Pope Francis will travel to Myanmar and Bangladesh this year for a landmark visit that is likely to focus international attention on the plight of the stateless Rohingya Muslim minority.
The leader of the world’s 1.2 billion Catholics will be in Myanmar from 27 to 30 November and neighbouring Bangladesh from 30 November to 2 December, the Vatican said on Monday.
The visit to Myanmar will be the first by any pope to the country formerly known as Burma. Pope John Paul II visited Bangladesh in 1986.
Francis has regularly spoken out in defence of the Rohingya, a persecuted Muslim group in predominantly Buddhist Myanmar.
On Sunday he bemoaned the latest “sad reports of the persecution of a religious minority, our Rohingya brothers” adding: “I would like to express my closeness to them and all of us ask the Lord to save them and to prompt men and women of good faith to help them and ensure their full rights.”
His comments came after clashes between Myanmar security forces and suspected Rohingya militants on Friday and Saturday left many people dead.
The death toll from the violence that erupted on Friday with coordinated attacks by Rohingya insurgents climbed to 98 on Sunday, including 80 insurgents and 12 members of the security forces, the government said.
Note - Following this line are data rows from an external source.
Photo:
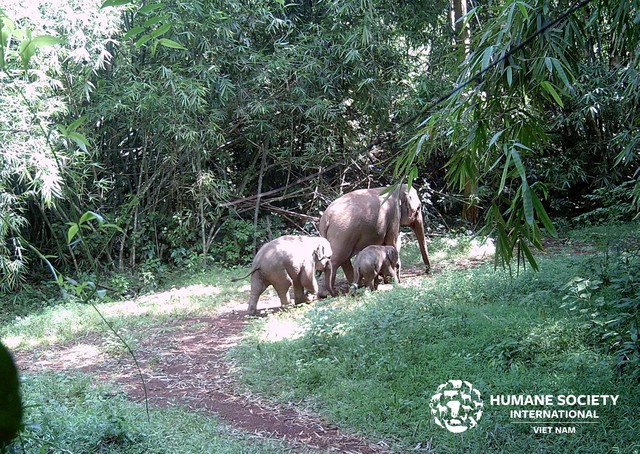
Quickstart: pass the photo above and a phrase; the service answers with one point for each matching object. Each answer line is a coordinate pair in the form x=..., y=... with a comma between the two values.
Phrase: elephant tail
x=236, y=279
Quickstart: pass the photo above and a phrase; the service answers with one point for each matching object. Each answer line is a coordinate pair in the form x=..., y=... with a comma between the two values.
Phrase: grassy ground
x=374, y=361
x=70, y=414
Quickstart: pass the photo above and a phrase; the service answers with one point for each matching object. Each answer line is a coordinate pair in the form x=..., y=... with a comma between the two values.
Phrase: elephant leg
x=298, y=293
x=308, y=281
x=370, y=281
x=258, y=286
x=283, y=293
x=347, y=267
x=357, y=277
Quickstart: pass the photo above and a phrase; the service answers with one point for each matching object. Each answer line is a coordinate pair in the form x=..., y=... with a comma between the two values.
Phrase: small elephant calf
x=286, y=261
x=374, y=261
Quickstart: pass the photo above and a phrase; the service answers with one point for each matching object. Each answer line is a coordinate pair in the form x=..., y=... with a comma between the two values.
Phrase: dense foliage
x=168, y=119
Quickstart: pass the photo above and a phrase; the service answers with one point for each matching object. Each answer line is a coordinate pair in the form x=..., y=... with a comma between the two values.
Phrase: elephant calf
x=286, y=261
x=373, y=262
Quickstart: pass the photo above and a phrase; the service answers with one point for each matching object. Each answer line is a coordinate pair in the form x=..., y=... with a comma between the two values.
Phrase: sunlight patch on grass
x=68, y=321
x=277, y=329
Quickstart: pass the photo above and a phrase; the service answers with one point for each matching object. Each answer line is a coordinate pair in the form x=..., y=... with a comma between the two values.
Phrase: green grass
x=372, y=362
x=70, y=414
x=64, y=320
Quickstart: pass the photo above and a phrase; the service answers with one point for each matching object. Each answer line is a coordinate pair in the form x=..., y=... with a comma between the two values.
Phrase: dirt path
x=184, y=363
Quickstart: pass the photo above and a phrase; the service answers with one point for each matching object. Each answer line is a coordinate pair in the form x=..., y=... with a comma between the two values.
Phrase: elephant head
x=322, y=255
x=392, y=255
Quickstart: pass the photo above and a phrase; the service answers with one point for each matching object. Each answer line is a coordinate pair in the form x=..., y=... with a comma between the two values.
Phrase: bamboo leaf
x=115, y=3
x=134, y=31
x=486, y=57
x=543, y=216
x=160, y=30
x=171, y=44
x=522, y=245
x=72, y=232
x=45, y=40
x=150, y=7
x=561, y=72
x=505, y=172
x=517, y=160
x=527, y=203
x=548, y=86
x=90, y=215
x=143, y=40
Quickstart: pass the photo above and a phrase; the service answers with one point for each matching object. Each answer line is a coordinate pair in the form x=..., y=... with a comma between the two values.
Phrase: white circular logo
x=456, y=406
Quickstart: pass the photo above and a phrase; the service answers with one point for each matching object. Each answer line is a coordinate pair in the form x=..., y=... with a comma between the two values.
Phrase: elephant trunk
x=418, y=229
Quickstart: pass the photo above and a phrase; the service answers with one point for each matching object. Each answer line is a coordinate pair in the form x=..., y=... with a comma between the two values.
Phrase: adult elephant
x=367, y=217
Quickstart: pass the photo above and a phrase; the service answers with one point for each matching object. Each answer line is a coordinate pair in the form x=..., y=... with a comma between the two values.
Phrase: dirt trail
x=185, y=364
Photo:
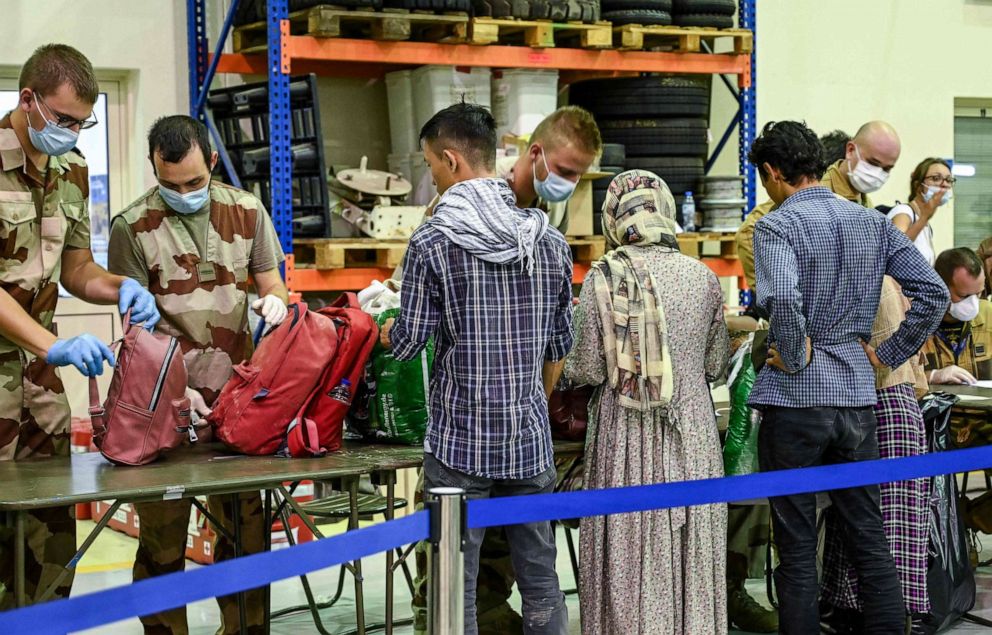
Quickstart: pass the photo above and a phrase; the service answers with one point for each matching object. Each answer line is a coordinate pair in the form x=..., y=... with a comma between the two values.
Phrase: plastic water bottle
x=689, y=213
x=342, y=392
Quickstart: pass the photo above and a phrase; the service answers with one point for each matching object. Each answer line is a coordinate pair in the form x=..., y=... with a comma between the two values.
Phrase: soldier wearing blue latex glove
x=140, y=301
x=85, y=352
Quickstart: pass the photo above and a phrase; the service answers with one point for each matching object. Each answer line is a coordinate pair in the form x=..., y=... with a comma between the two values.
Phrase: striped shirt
x=495, y=325
x=819, y=262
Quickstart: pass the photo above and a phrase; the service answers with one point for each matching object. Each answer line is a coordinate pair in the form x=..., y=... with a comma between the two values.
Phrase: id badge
x=205, y=272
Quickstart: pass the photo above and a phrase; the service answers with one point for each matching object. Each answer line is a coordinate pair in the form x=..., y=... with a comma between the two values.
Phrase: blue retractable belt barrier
x=178, y=589
x=543, y=507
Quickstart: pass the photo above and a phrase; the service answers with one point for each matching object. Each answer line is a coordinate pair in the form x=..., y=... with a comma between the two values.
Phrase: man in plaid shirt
x=493, y=284
x=819, y=262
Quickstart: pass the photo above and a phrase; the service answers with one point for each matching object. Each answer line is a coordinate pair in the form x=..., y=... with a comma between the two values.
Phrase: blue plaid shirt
x=819, y=262
x=495, y=327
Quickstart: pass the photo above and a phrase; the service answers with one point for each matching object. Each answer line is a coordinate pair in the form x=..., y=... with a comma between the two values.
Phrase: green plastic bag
x=740, y=451
x=399, y=412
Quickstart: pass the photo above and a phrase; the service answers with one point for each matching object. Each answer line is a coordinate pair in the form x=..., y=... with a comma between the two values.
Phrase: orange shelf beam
x=334, y=56
x=357, y=278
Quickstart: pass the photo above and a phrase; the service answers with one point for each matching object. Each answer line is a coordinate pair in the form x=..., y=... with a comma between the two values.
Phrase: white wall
x=140, y=42
x=840, y=63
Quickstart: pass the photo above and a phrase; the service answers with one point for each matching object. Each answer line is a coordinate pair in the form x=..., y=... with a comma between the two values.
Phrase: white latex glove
x=196, y=402
x=272, y=309
x=952, y=375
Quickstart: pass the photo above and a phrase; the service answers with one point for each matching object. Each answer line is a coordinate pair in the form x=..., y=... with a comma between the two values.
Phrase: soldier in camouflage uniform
x=45, y=239
x=194, y=242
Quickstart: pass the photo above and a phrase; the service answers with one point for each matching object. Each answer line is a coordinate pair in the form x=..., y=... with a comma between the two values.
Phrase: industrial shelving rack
x=343, y=57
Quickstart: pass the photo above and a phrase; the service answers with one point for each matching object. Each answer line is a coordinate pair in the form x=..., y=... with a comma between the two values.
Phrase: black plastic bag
x=950, y=578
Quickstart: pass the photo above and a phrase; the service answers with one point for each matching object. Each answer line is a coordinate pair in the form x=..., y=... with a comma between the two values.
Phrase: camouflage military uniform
x=197, y=267
x=41, y=214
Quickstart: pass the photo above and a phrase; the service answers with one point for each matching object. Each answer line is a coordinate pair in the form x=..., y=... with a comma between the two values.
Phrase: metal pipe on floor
x=446, y=609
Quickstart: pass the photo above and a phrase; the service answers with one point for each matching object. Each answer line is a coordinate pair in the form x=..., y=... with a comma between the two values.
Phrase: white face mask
x=966, y=310
x=865, y=177
x=933, y=190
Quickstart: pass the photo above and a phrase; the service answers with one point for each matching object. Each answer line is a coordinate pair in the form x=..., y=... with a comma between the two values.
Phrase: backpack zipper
x=157, y=393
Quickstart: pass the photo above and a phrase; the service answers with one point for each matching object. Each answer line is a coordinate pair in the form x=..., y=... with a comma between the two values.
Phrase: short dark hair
x=52, y=65
x=174, y=136
x=953, y=259
x=834, y=146
x=920, y=173
x=468, y=128
x=792, y=148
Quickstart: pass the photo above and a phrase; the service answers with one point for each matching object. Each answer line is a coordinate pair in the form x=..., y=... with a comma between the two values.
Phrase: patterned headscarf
x=639, y=211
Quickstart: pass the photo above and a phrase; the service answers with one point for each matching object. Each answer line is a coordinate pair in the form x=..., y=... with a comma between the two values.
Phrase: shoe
x=746, y=614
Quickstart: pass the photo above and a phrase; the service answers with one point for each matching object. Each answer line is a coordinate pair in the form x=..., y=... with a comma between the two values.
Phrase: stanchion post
x=446, y=606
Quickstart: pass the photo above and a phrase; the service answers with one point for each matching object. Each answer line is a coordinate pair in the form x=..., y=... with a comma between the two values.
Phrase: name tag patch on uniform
x=205, y=271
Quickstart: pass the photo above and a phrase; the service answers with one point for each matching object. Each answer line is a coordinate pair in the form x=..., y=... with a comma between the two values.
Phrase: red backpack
x=291, y=397
x=323, y=416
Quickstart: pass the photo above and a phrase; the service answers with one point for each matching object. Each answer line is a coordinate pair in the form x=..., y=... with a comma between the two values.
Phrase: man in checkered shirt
x=493, y=284
x=819, y=263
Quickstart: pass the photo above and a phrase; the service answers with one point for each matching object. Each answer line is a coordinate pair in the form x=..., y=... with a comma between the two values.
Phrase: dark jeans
x=804, y=437
x=532, y=548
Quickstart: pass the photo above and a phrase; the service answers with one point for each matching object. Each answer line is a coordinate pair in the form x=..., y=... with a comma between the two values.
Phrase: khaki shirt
x=832, y=179
x=40, y=215
x=199, y=284
x=975, y=355
x=892, y=307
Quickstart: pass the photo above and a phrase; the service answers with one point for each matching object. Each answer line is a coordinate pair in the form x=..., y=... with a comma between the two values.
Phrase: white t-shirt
x=924, y=241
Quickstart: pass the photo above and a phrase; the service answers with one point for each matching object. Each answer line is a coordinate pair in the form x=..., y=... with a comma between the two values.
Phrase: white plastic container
x=402, y=164
x=403, y=128
x=522, y=98
x=437, y=87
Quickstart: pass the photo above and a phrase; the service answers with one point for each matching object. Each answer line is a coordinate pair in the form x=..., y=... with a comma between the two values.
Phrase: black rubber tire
x=711, y=20
x=659, y=137
x=643, y=17
x=643, y=97
x=613, y=154
x=680, y=173
x=719, y=7
x=622, y=5
x=557, y=10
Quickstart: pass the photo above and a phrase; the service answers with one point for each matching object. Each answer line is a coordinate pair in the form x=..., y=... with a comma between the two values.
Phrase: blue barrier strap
x=492, y=512
x=178, y=589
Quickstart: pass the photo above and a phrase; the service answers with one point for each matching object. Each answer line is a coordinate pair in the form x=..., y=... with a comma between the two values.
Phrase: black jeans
x=804, y=437
x=532, y=548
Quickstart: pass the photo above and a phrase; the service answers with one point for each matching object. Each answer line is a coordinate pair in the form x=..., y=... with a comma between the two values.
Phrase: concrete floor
x=109, y=563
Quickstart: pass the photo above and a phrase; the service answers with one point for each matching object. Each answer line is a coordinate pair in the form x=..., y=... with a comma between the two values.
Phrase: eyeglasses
x=65, y=121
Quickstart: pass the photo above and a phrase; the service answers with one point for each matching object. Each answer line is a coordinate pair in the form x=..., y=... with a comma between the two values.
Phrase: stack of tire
x=722, y=203
x=613, y=161
x=662, y=122
x=718, y=14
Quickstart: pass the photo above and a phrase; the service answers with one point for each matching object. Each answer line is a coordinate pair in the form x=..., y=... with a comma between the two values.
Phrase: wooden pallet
x=587, y=248
x=334, y=253
x=691, y=244
x=388, y=24
x=679, y=39
x=540, y=33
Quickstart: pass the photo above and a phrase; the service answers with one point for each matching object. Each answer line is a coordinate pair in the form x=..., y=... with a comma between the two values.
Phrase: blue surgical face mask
x=933, y=190
x=554, y=189
x=188, y=203
x=51, y=140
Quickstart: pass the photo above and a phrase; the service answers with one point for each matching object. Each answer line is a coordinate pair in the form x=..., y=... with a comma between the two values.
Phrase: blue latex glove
x=142, y=304
x=85, y=352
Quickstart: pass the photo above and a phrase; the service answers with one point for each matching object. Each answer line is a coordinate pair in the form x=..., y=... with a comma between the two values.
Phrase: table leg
x=390, y=477
x=357, y=564
x=238, y=552
x=20, y=593
x=101, y=524
x=267, y=511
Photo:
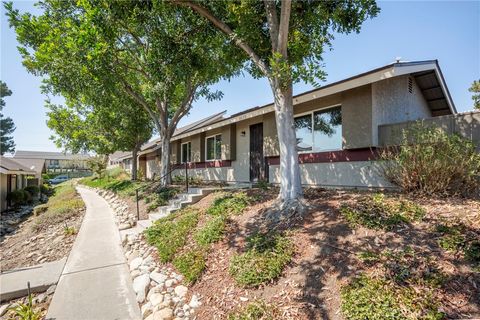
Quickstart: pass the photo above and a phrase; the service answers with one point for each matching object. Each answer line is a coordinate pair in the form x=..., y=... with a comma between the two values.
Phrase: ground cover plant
x=61, y=206
x=430, y=161
x=265, y=257
x=379, y=212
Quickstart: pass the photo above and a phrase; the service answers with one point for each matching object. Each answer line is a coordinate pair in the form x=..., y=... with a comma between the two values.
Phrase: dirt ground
x=327, y=258
x=24, y=248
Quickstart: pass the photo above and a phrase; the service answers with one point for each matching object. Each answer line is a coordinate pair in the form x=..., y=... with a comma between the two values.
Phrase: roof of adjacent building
x=37, y=165
x=427, y=74
x=23, y=154
x=10, y=166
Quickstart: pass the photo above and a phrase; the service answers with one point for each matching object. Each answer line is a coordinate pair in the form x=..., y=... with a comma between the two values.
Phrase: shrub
x=430, y=161
x=40, y=209
x=212, y=231
x=371, y=298
x=33, y=190
x=377, y=212
x=264, y=259
x=256, y=310
x=190, y=264
x=169, y=234
x=230, y=203
x=18, y=197
x=61, y=206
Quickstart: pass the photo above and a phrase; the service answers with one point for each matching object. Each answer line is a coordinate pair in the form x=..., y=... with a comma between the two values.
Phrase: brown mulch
x=25, y=248
x=326, y=258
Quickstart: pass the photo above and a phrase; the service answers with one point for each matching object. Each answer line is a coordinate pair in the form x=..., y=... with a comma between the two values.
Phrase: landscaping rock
x=163, y=314
x=140, y=285
x=181, y=291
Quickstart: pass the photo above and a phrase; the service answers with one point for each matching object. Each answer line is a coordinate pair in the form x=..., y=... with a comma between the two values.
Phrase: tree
x=111, y=124
x=284, y=42
x=7, y=127
x=475, y=89
x=162, y=56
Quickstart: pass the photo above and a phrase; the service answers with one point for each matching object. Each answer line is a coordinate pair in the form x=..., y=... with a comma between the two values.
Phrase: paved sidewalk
x=95, y=283
x=13, y=283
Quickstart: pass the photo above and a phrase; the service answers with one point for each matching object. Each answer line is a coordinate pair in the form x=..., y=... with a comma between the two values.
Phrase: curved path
x=95, y=283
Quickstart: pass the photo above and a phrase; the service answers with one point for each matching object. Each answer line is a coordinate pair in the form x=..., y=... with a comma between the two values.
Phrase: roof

The clashes have prompted the government to evacuate staff and thousands of non-Muslim villagers from the area.
The fighting caused hundreds of civilians to flee remote villages in Rakhine state in northern Myanmar with most of them aiming to cross the border into Bangladesh.
The attacks marked a dramatic escalation of a conflict that has simmered in the region since last October, when a similar but much smaller Rohingya attack prompted a brutal military operation beset by allegations of human rights abuses.
The treatment of approximately 1.1 million Muslim Rohingya in mainly Buddhist Myanmar has emerged as the biggest challenge for national leader Aung San Suu Kyi. On Friday she condemned the raids in which insurgents wielding guns, sticks and homemade bombs assaulted 30 police stations and an army base.
The Nobel peace prize laureate has been accused by some western critics of not speaking out for the long-persecuted Muslim minority, and of defending the army’s counteroffensive after the October attacks.
Win Myat Aye, Myanmar’s minister for social welfare, relief and resettlement, said on Saturday that 4,000 “ethnic villagers” who had fled their homes had been evacuated, referring to non-Muslim residents of the area. The ministry is arranging facilities for non-Muslims in places including Buddhist monasteries, government offices and local police stations in major cities.
Bangladesh’s foreign ministry said it was concerned that thousands of “unarmed Myanmar nationals” had assembled near the border to enter the country.
Rohingya have been fleeing Myanmar to Bangladesh since the early 1990s and there are about 400,000 in the country, where they are a source of tension between the two nations who both regard them as the other country’s citizens.
The Vatican said Francis would visit Yangon and capital, Naypyidaw, while in Myanmar and Bangladesh’s capital, Dhaka, on the second leg of his trip. The full programme has yet to be finalised.